51.5% of the patients received hydroxychloroquine+azithromycin, 18.8% received hydroxychloroquine alone, 14.7% received azithromycin alone and 15.4% received neither drug. Respiratory measurements during the first 24 hours showed that patients in the hydroxychloroquine+azithromycin group had more clinically severe disease than the neither drug group. 95% of the hydroxychloroquine + azithromycin group had abnormal chest imaging findings, lung infiltrate, and bronchopneumonia/pneumonia. 

Patients receiving hydroxychloroquine+azithromycin had higher levels of ICU admission compared to those receiving azithromycin alone and neither drug. Overall, 56.1% of patients in all groups entered intensive care within 1 day of admission. More patients receiving hydroxychloroquine+azithromycin and hydroxychloroquine alone received mechanical ventilation compared to those taking azithromycin alone or neither drug. 

Direct adjusted mortality at 21 days was 22.5% with hydroxychloroquine + azithromycin, 18.9% with hydroxychloroquine alone, 10,9% with azithromycin alone and 17.8% with neither drug. No significant difference was found between hydroxychloroquine alone and azithromycin alone. 

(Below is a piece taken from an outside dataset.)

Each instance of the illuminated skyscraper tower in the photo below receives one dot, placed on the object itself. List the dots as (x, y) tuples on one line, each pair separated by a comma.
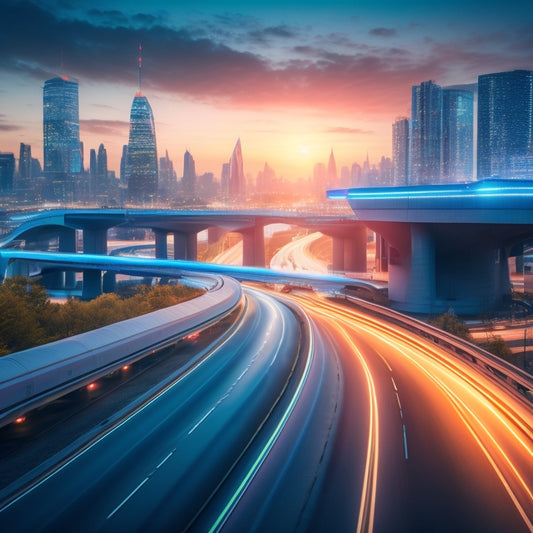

Abnormal ECG findings were the most commonly reported adverse event and were more common in the hydroxychloroquine + azithromycin and hydroxychloroquine alone group. More patients in the hydroxychloroquine+azithromycin group experienced cardiac arrest and abnormal ECG findings as did those in the hydroxychloroquine alone group compared to azithromycin alone and neither drug. 

Findings show that treatment with hydroxychloroquine, azithromycin or both compared with neither drug was not significantly associated with differences in in-hospital mortality.